A Perasha Ponder…
This week’s Perasha, Perasha Korah, makes me reflect about jealousy. Korah and his assembly challenge the authority of Moshe in what Rabbi Samson Raphael Hirsh calls a movement motivated solely by jealousy of the priestly honors bestowed upon the tribe of Aaron. An upset Moshe responds, “You want too much. O sons of Levi!” After a power struggle, Hashem punishes Korah and his loyal followers with death. Now, I cannot claim to know G-d’s reasons, but to my understanding, this troupe was guilty of disrespect, greed and as Hirsh says, jealousy.
But is jealousy always evil? I once read something somewhere that made me reconsider its bad reputation. While of course we should guard against envy and wanting others to have less, this article suggested that jealousy alerts us to our true desires, that identifying our passions is a clarifying step in understanding ourselves and achieving personal success. This writer proposed that the burning feeling of want can indeed spark a much-improved life.

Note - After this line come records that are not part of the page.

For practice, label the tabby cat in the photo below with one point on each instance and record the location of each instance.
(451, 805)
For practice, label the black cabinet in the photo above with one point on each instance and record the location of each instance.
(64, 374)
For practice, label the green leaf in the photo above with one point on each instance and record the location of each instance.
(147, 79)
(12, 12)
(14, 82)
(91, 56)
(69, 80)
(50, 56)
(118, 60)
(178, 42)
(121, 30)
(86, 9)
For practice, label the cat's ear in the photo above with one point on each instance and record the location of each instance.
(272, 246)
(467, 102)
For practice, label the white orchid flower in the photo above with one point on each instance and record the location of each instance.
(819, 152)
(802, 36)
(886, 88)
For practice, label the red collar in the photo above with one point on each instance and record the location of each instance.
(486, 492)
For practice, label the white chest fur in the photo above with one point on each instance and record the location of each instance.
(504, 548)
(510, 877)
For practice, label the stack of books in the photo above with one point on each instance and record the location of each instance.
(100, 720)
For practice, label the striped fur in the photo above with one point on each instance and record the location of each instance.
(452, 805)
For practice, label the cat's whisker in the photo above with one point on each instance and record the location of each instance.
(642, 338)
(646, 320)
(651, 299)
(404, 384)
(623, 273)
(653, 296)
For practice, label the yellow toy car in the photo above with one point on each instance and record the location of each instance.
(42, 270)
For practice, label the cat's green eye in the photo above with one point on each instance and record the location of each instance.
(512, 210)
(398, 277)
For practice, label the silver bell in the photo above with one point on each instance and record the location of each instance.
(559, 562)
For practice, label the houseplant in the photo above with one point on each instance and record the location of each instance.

Coveting has also served mankind well, for it inspires competition. Think of the services and stores that have been improved because of the need to out-do a rivaling business. Think of artisans and athletes who push themselves for grander achievements so as to remain champions in their respective fields. Even on a global scale, countries vie against others for greater technological advancements.
But just as we must strive, we must know when to be satisfied, when to embrace our condition and make the best of it. Apparently, Korah never made this peace.